Why Remember This: MiMo-V2-Flash reframes how we think about long-context, multi-skill LLMs—it shows that careful attention design, token-level multi-teacher learning, and built-in speculative decoding can make models not just smarter, but truly faster and more useful in the wild.
Practical Applications
- •Automated bug fixing across large repositories where the model reads, edits, and tests code end-to-end.
- •Long-document analysis and summarization for legal, medical, or technical reports up to hundreds of thousands of tokens.
- •Agentic web browsing that plans searches, opens pages, and extracts answers with tool-use verification.

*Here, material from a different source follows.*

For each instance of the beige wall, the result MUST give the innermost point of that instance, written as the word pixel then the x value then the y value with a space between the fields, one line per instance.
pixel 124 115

- •Data engineering assistants that navigate multi-file ETL pipelines and suggest safe code changes.
- •Education helpers that solve multi-step math problems, show work, and reference earlier parts of lessons.
- •Terminal and DevOps agents that execute commands, interpret logs, and repair configurations.
- •Productivity copilots that draft documents faster via MTP and keep style consistent over long contexts.
- •Research aides that connect insights across many papers, retaining citations and long-range references.
- •Web development agents that generate and verify front-end code via video-based render checks.
- •Interactive tutoring systems that blend reasoning and code execution to teach programming concepts.